Leben is one of several incoming students this fall who have had troubles finding housing. This may be due to growing enrollment and fewer available apartments in the city, said Judy Sergent, director of residence services.

"It feels like there's a little bit more pressure this year to find a space," she said. "We have spaces available for women on a limited basis, and I would say we are in an overflow situation for male students in residence halls."


It's also not a new problem. UND had an arrangement last year for students to stay in hotels, but didn't need to use it, said Cindy Spencer, residence life and education director.

Leben said the housing office gave him information on local real estate agencies, but he couldn't find anything within his means that accepted pets in Grand Forks or the surrounding area.

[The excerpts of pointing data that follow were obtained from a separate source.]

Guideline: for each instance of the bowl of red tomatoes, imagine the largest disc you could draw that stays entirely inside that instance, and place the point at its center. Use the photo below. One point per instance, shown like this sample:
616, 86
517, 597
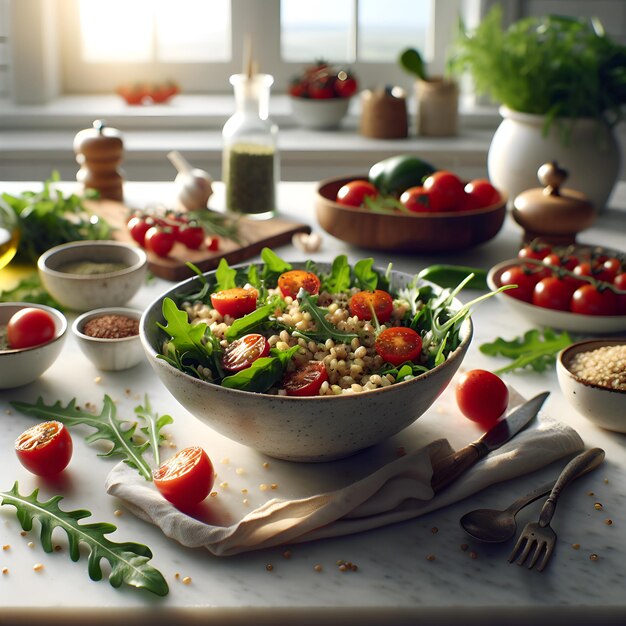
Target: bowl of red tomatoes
320, 96
31, 338
441, 215
579, 288
288, 359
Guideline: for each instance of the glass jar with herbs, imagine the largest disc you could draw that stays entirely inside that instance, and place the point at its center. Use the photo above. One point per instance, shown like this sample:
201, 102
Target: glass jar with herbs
250, 156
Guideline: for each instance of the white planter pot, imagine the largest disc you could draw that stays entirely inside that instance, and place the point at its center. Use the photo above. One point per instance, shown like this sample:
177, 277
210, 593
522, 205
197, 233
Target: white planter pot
519, 147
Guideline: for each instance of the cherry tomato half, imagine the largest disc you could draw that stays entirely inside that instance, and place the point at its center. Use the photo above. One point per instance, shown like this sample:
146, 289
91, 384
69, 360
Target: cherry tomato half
589, 300
307, 380
186, 478
364, 304
45, 449
398, 344
30, 327
446, 190
159, 240
241, 353
354, 192
235, 302
290, 282
482, 397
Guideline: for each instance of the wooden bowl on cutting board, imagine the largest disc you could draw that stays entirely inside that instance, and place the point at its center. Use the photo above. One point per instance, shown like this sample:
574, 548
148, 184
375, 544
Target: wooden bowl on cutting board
404, 232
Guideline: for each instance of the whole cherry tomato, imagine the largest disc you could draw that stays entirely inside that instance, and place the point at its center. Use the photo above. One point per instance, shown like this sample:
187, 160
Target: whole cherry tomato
307, 380
30, 327
354, 193
589, 300
235, 302
186, 478
160, 240
482, 397
366, 304
552, 293
45, 449
483, 192
445, 189
241, 353
292, 281
398, 344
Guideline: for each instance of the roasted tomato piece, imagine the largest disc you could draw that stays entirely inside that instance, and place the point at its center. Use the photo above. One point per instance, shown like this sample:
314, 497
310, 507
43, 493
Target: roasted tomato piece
398, 344
45, 449
307, 380
186, 478
290, 282
241, 353
364, 304
235, 302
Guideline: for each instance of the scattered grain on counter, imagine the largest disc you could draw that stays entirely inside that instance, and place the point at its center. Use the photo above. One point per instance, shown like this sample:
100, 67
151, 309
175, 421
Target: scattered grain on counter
605, 367
111, 327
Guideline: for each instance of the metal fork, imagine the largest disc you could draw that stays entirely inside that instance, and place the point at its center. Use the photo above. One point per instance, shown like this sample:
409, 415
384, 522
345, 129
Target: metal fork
539, 536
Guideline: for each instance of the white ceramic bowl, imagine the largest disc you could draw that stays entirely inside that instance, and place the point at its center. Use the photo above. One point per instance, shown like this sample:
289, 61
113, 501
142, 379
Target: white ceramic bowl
574, 322
82, 293
20, 367
319, 114
109, 354
603, 406
318, 428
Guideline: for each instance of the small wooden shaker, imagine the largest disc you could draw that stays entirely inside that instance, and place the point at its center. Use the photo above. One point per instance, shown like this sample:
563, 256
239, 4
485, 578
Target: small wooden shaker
99, 152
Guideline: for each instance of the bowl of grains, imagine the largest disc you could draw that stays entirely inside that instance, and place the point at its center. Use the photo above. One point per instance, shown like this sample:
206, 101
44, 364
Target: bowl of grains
303, 361
592, 376
109, 337
33, 346
85, 275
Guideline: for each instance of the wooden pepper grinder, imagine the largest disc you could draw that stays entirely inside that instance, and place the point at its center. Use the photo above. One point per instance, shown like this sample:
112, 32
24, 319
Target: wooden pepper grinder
99, 152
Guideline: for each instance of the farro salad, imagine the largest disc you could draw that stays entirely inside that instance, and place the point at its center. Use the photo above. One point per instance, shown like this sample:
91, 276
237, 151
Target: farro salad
270, 328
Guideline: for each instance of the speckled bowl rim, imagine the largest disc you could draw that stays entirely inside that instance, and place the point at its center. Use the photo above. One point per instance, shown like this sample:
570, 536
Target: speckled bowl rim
82, 319
466, 332
54, 312
566, 355
142, 259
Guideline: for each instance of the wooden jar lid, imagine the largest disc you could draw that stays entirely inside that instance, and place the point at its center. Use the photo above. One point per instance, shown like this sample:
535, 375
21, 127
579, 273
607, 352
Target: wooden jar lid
552, 213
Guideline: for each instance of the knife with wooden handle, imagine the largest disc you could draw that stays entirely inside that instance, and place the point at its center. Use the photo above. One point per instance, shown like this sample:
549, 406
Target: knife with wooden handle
450, 468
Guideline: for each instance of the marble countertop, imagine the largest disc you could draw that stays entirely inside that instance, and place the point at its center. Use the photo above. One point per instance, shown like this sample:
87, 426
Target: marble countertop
397, 581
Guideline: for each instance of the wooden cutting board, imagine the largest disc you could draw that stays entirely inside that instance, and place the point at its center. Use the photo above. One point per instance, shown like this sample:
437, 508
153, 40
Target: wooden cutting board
254, 235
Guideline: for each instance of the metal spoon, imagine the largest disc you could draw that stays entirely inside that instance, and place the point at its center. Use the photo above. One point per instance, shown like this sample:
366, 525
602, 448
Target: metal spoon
493, 525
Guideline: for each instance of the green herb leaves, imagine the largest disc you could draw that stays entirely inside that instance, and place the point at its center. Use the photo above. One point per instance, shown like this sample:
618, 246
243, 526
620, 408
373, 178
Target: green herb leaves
128, 560
536, 350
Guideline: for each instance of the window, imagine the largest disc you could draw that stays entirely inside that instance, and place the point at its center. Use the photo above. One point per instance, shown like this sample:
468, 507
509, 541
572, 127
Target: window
99, 44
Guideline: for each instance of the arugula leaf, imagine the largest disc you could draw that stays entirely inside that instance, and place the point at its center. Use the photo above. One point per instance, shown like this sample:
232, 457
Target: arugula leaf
263, 373
107, 426
324, 328
154, 423
225, 276
128, 560
536, 349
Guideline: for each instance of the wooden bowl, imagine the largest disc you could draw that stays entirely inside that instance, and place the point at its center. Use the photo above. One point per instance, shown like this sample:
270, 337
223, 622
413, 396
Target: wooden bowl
401, 232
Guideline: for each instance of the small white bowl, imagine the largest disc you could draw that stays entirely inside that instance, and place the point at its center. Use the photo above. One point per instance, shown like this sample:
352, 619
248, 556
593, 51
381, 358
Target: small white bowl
84, 292
319, 114
109, 354
23, 366
603, 406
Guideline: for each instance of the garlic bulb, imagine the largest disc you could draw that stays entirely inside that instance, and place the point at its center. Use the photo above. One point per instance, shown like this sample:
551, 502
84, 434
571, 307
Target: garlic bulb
192, 184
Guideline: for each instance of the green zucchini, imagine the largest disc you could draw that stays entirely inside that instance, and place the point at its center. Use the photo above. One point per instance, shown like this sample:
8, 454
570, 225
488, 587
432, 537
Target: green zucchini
449, 276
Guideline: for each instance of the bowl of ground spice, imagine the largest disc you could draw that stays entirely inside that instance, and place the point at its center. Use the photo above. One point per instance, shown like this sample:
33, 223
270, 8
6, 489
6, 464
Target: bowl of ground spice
109, 337
592, 376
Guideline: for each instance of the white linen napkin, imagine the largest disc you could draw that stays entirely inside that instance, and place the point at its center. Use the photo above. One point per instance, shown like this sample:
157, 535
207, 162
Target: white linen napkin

He wound up staying at two hotels after he first got into town, the cheaper of which was $80 a night, he said.

"I was very surprised I wasn't able to find a place," said Leben, a first-year aeronautical science student. "I actually thought about putting my dog on an airplane and sending him back home to get a place to stay."

Housing crunch

On Friday, UND's housing office reported a fluid number of 3,181 students in the residence halls, which can hold a maximum of 3,200. At one point, the university had a waiting list with 21 men on it, but has since been able to accommodate the requests, Spencer said.

While no enrollment numbers are available yet -- the figure will be released Wednesday, and the official tally taken four weeks from now -- UND spokesman Peter Johnson said the figures are positive.

"We're looking at a very large number of incoming students, as well as returning students," he said.

At North Dakota State University in Fargo, residence hall overflow amounted to around 20 female freshmen, said Rian Nostrum, director of residence life. The campus' reported enrollment last year was 14,399.


All upperclassmen have been accommodated, and that's a very small number compared to most years, he said. The university built a new batch of about 150 student apartments two years ago.

"We're actually in really good shape this year," he said.

New practices

By Monday, 15 rooms on UND's campus designed for three students -- but normally housing two -- were full. Campus administration had started planning for the increase last November, and decided to change its room occupancy policy this year to accommodate students.

"We were hearing that they wouldn't be able to come to the university," said Spencer. "We were also working with some students who were only 17, and those students wouldn't be eligible to sign a lease. We were really asking how we can better accommodate those who have been accepted to UND, and how we can give them the best housing."

In another recent change with the growing enrollment, campus administration is no longer guaranteeing housing, which it did since at least the early '80s.

"That's something we had to re-evaluate, basically," said Sergent.

Housing shortages are not new to UND. Sergent, who has worked at UND for about 30 years, said special circumstances like the Flood of 1997 have affected availability, as has the impact of Grand Forks Air Force Base.


"It goes in cycles," she said. "It's just an upswing. Enrollment, we're assuming, will be up from what it was last year, so the housing situation obviously follows that."

Leben is now staying in the basement of a friend here he met through an international running group. Although the space is small -- they're living in a house converted into apartments -- he's grateful and plans to stay there the remainder of the year, he said.

"It worked out pretty well," he said.

Sergent said their office recommends incoming students apply for campus apartments six months early, as the supply becomes available in May and the demand is strongest in August.